An Endangered Species in the Stomach


Is the decline of Helicobacter pylori, a bacterium living in the human stoamach since time immemorial, good or bad for public health?


By Martin J. Blaser—exerpts by jk


February 2005, Scientific American, pgs. 38-45


INSTRUCTIVE CONTENT:  (1) symbiosis with a bacteria,  (2) level of molecular investigation now possible, (3) the unforeseen consequences of intervention, (4) the failure of researchers to find a salubrious bacteria--in much the way that certain insects, for example, have been introduced to manage an environmental problem.  

Whereas nearly all adults in developing world still carry the organism, its prevalence is much lower in developed countries such as the U.S…. thanks to improved hygiene, which blocks the transmission of the bacteria, and to the widespread use of antibiotics.  As H. pylori has retreated, the rates of peptic ulcers and stomach cancer have dropped.  But at the same time, diseases of the esophagus—including acid reflux disease and a particularly deadly type of esophageal cancer—have increased dramatically, and a wide body of evidence indicates that the rise of these illnesses is also related to the disappearance of H. pylori.


[One species of H. Pylori produces a protein CagA, which is associated with] higher risk of acquiring peptic ulcer disease or stomach cancer than people with strains lacking the gene…. This [TFSS] structure injects the CagA protein into the epithelial cells that line the human stomach….. Strains of H. pylori bearing the cagA gene cause more severe inflammation and tissue damage than do strains without the gene…. The gene VacA  encodes a toxin which is stored in vacuoles.  This protein turns off the infecton-fighting white blood cells in the stomach, thus diminishing the immune response to H. pylori.  There are 4 major strains of vacA.   H pylori strains with both m 1 and s 1 variations produce the most damaging form of the VacA toxin.  Thus it is not surprising that strains bearing this genotype of vacA, combined with cagA gene, are associated with the highest risk of stomach cancer.  To make matters even more complicated, some people are more susceptible to these kinds of cancer because of variations in their own genes that enhance the inflammatory response to bacterial agents…. The collision of particularly aggressive H pylori strains with particularly susceptible hosts appears to account for most cases of stomach cancer.   


[I]n fact, the genetic variations of H. pylori can be used to trace human settlement and migration patterns over the past 60,000 years. [h]umans are the only hosts for H. pylori, and the spread of the bacterium involves mouth-to-mouth or feces-to-mouth transmission.
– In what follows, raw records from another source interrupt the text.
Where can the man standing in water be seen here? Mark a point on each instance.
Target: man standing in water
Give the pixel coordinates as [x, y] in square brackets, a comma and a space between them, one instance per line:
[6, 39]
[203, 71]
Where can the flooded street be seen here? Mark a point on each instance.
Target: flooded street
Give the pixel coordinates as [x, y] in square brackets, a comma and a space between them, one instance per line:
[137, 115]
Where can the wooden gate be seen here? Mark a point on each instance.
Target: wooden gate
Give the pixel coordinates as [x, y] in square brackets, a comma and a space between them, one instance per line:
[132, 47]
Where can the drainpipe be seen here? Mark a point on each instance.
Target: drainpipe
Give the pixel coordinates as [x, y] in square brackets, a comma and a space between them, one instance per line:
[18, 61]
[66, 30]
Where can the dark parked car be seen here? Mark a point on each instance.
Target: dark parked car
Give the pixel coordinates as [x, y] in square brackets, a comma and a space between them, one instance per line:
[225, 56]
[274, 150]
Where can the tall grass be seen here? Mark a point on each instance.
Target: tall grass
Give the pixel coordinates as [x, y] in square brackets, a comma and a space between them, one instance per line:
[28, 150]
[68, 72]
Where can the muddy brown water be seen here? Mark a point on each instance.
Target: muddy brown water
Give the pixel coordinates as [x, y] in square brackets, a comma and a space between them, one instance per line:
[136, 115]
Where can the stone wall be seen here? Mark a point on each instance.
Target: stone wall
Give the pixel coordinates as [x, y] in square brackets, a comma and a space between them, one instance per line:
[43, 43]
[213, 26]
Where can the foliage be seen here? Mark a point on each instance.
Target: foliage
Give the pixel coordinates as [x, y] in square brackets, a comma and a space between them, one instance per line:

The geographic differences in H. pylori infection rates—much lower in the developed world than else­where—may be partly the result of improvements in sanitation in the U.S., Europe and other developed countries over the past century. But I believe that the widespread use of antibiotics has also contributed to the gradual elimination of H. pylori. Even short courses of antibiotics, given for any purpose, will eradi­cate the bacteria in some recipients. In developing countries where antibiotics are less commonly used, 70 to 100 percent of children become infected with H. pylori by the age of 10, and most remain colonized for life; in contrast, fewer than 10 per­cent of U.S.-born children now carry the organism. This dif­ference represents a major change in human microecology.


Furthermore, the disappearance of H. pylori may be a sen­tinel event indicating the possibility of other microbial extinc­tions as well. H. pylori is the only bacterium that can persist in the acidic environment of the human stomach, and its pres­ence can be easily determined by tests of blood, stool, breath or stomach tissue. But other body sites, such as the mouth, colon, skin and vagina, have complex populations of indige­nous organisms. If another common bacterium were disap­pearing from these tissues, we would not have the diagnostic tools to detect its decline.
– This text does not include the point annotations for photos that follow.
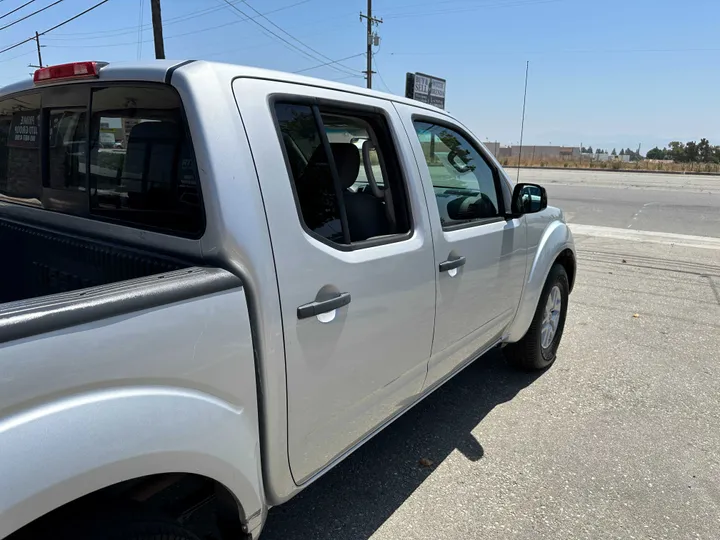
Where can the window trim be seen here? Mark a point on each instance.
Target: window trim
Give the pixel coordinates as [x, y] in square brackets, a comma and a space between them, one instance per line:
[348, 108]
[497, 181]
[56, 101]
What are the consequences of H. pylori's retreat? As noted the incidents of both peptic ulcer disease and stomach cancer are clearly declining in developed countries.  [I]n 1900 stomach cancer was the leading cause of cancer death in the U.S.; by 2000 the incidence and mortality rates had fallen by more than 80 percent…. Substantial evidence indicates that the continuing extinction of H pylori has played an important role in this phenomenal change.  This is the good news. 


At the same time, however, there has been an unexpected rise in the incidence of a new class of diseases involving the esophagus. Since the early 1970s, epidemiologists in the U.S., the U.K., Sweden and Australia have noted an alarming jump in esophageal adenocarcinoma, an aggressive cancer that devel­ops in the inner lining of the esophagus just above the stomach. The incidence of this illness in the U.S. has been climbing by 7 to 9 percent each year, making it the fastest-increasing major cancer in the country. Once diagnosed, the five-year survival rate for esophageal adenocarcinoma is less than 10 percent.
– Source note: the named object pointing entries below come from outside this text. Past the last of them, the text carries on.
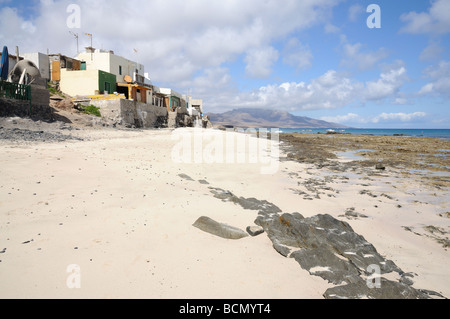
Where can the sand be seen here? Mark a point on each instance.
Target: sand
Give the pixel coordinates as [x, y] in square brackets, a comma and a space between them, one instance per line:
[115, 208]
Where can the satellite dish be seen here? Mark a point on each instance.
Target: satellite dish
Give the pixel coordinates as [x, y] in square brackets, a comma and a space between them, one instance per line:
[4, 64]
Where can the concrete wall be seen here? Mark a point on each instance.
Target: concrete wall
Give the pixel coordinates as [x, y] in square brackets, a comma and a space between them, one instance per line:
[42, 62]
[131, 113]
[108, 62]
[79, 82]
Where are these terrible cancers coming from? We know that the primary risk factor is gastroesophageal reflux disease (GERD), a chronic inflammatory disorder involving the regurgitation of acidic stomach contents into the esophagus. More commonly known as acid reflux disease, GERD was not even described in the medical literature until the 1930s. Since then, however, its incidence has risen dramatically, and now the disorder is quite common in the U.S. and other western coun­tries. GERD can lead to Barrett's esophagus, a premalignant lesion first described in 1950 by English surgeon Norman Barrett. The incidence of Barrett's esophagus is rising in tandem with that of GERD, and patients suffering from the condition have an increased risk of developing esophageal adenocarcinoma. It is becoming clear that GERD may initiate a 20- to 50-year process: in some cases, the disorder slowly progresses to Barrett's esophagus and then to adenocarcinoma, parallel­ing the gradual changes that lead to cancers in other epithelial tissues.  But why are GERD and its follow-on disorders becoming more common?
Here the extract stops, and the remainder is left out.